Each of the poems in this sixty-seven page book begins with the phrase "I forgot". So, we have poems like this:

I forgot I knew the back alleys of this neighbourhood, where beggars made their beds...

The obvious parallel is with George Perec's "Je me souviens", which itself was inspired by Joe Brainard's "I remember". The form allows free rein to the writer, and the phrase "I forgot" is inherently paradoxical, as the writer, by saying what they forgot, is also saying that they haven't forgotten it. The phrase also adds a certain poignancy to some statements:

I forgot you cradled me...

The sequence is inventive and continually interesting, ranging from the lyrical:

I forgot a sarong fell and a river blushed

to the topical and political

I forgot the blades of army helicopters slicing
air into thinner and thinner strips

I forgot the grandmother who was too old to run

The question, with any sequence in this vein is, what is the rationale that binds these things together? In Perec's case, the remembrances are of popular culture and events filtered through the mass media to the mind of a young person, and they also relate to his lonely early life as a Jewish orphan in post-war France. In the case of Tabios's sequence, the rationale is very different, but equally fascinating. In fact this sequence is generated by something called “The MDR Poetry Generator”. On her blog, Tabios describes it thus:

"An ongoing work, 'Murder, Death and Resurrection' (MDR), includes 'The MDR Poetry Generator' that brings together much of my poetics and poet tics. The MDR Poetry Generator contains a database of 1,146 lines which can be combined randomly to make a large number of poems… I created the 1,146 lines from reading through 27 previously-published poetry collections" [that is, her own poetry collections - she's a prolific author].

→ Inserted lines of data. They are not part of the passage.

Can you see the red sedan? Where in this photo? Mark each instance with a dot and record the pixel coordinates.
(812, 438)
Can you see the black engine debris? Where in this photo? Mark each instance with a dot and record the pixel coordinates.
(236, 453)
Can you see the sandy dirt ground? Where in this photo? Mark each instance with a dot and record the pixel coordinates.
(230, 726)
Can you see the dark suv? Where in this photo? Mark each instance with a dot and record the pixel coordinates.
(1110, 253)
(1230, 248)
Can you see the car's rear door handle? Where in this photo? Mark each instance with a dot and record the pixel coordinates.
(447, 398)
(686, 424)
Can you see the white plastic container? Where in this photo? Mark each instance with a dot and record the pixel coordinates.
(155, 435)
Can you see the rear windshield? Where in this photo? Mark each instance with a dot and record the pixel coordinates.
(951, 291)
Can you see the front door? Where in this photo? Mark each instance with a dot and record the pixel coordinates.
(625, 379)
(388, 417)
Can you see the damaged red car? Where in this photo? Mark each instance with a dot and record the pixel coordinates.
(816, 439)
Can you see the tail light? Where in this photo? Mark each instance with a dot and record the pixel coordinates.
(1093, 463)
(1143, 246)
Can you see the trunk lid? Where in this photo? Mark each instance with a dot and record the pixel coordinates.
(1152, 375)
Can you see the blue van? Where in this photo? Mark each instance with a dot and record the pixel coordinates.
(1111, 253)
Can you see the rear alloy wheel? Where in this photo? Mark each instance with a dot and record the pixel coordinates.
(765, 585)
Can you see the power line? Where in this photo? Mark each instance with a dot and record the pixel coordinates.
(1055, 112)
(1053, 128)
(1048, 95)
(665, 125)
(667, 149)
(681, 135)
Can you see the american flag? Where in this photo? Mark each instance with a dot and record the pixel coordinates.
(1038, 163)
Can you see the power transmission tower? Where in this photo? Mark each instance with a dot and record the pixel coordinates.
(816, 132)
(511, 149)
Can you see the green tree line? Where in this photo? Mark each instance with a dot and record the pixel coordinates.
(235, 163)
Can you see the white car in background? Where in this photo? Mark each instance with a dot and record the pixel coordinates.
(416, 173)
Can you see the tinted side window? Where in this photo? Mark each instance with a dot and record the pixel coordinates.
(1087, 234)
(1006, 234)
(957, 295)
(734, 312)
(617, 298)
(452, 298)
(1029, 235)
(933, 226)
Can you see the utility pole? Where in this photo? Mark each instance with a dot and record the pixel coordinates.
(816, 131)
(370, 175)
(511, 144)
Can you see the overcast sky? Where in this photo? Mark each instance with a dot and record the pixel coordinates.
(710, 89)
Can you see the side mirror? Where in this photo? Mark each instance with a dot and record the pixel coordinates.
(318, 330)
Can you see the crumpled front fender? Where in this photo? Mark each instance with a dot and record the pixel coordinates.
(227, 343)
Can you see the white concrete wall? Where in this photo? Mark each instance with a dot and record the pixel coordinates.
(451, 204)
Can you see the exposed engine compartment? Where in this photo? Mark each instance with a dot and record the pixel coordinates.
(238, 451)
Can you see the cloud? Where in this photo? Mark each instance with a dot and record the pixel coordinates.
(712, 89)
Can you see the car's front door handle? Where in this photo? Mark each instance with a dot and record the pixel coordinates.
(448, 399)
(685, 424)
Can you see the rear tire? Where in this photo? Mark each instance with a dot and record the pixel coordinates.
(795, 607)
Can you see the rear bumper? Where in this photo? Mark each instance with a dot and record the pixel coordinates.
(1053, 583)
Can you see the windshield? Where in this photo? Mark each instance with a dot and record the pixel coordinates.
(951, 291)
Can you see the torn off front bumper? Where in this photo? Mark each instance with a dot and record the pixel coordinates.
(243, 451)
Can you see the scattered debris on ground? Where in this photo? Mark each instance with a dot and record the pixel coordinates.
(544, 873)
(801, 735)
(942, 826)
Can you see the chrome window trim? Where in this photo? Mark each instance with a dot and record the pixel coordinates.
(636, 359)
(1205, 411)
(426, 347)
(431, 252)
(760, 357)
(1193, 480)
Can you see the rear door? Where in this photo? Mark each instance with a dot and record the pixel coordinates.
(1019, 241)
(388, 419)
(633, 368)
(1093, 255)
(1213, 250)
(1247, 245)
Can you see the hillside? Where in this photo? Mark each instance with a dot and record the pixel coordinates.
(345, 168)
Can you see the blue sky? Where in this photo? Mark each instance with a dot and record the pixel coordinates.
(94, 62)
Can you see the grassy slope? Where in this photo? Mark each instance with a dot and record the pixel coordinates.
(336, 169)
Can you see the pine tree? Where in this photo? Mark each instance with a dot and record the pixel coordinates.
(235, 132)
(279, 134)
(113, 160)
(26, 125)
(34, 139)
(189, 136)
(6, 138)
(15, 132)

As a result of using her own poems as source material, the randomness of the resulting texts is provisional, and there's some degree of sub-conscious patterning. The texts also reflect Tabios's socio-political position. She tells us "these poems reflect long-held interests in abstract and cubist language (partly as a means to interrogate English whose narrative once was a colonizing tool over my birth land, the Philippines)."  In the case of this book, Tabios took a list of prime numbers - reproduced in the first page of the book - and applied it arbitrarily to the MDR database. The results can be compelling – one poem ends with the lines:

I forgot my father is not and never has been President of the United States:
Harry S. Truman
Dwight D. Eisenhower
John F. Kennedy
Lyndon B. Johnson
Richard M. Nixon
Gerald Ford
Jimmy Cater
Ronald Reagan
George Bush
Bill Clinton
George W. Bush
Barack Obama

I forgot music became a jail

It's hard to know why a list of US presidents, followed by that phrase is so powerful; but somehow it has more punch than many overtly political poems I can think of. And the fact that it was generated by chance makes it more poignant. One also notes that, as the poet is a Filipino-American woman, these names (with an obvious exception) seem very male and Anglo-Saxon.

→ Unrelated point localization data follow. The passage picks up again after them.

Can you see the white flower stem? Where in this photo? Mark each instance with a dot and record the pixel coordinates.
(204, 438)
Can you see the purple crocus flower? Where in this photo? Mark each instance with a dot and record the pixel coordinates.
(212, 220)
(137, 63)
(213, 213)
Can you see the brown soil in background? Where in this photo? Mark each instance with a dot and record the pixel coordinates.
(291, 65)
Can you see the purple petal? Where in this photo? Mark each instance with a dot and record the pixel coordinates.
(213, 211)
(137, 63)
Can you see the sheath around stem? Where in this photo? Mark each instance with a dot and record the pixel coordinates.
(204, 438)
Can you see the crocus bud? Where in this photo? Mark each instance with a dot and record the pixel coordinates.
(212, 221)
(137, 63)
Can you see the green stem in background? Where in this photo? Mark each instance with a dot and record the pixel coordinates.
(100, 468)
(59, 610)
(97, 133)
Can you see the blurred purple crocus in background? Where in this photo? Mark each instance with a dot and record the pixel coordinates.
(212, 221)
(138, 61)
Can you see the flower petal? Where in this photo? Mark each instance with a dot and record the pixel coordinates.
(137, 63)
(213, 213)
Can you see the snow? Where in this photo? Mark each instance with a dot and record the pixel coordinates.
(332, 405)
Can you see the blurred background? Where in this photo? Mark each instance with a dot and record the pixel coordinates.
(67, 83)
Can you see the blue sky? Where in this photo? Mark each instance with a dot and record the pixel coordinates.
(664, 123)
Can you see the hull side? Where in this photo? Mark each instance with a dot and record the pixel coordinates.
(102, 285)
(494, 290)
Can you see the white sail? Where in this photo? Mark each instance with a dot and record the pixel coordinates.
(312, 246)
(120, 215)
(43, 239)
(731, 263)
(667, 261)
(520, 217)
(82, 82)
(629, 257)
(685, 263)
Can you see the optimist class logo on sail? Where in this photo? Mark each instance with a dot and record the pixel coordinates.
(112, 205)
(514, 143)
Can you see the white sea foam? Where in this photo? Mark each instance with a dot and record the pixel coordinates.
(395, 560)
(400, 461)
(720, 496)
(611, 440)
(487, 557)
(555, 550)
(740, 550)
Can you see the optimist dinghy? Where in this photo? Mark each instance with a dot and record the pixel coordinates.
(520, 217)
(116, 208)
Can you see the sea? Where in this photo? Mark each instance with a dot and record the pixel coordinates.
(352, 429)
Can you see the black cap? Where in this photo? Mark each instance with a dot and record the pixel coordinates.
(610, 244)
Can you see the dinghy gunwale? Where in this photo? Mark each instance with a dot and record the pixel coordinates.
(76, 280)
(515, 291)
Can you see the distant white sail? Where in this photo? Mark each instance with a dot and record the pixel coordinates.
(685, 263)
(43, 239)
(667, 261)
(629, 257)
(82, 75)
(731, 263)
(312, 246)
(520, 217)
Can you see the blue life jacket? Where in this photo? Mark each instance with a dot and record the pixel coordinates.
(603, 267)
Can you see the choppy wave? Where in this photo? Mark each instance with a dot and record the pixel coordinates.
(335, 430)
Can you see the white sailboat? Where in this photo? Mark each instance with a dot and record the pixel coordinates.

This sequence can be read sequentially, but I found that dipping into it at random – in the spirit of the generated text – to be more fruitful. There are passages of rare beauty, there are striking phrases and cadences, and there surprises on every page:

I forgot meagre pity.

I forgot omission as confession.

I forgot dungeons waste marble.

And always, throughout the sequence, there is an abiding sense of mystery:

I forgot her hobby of attending to death
beds – afterwards she always lusted for
hotel lobbies stuffed with crystal chandeliers

By generating these poems, and by using her own past poetry as raw material, Tabios has breathed new life into the “I remember / I forget” form, in a way typical of this inventive poet.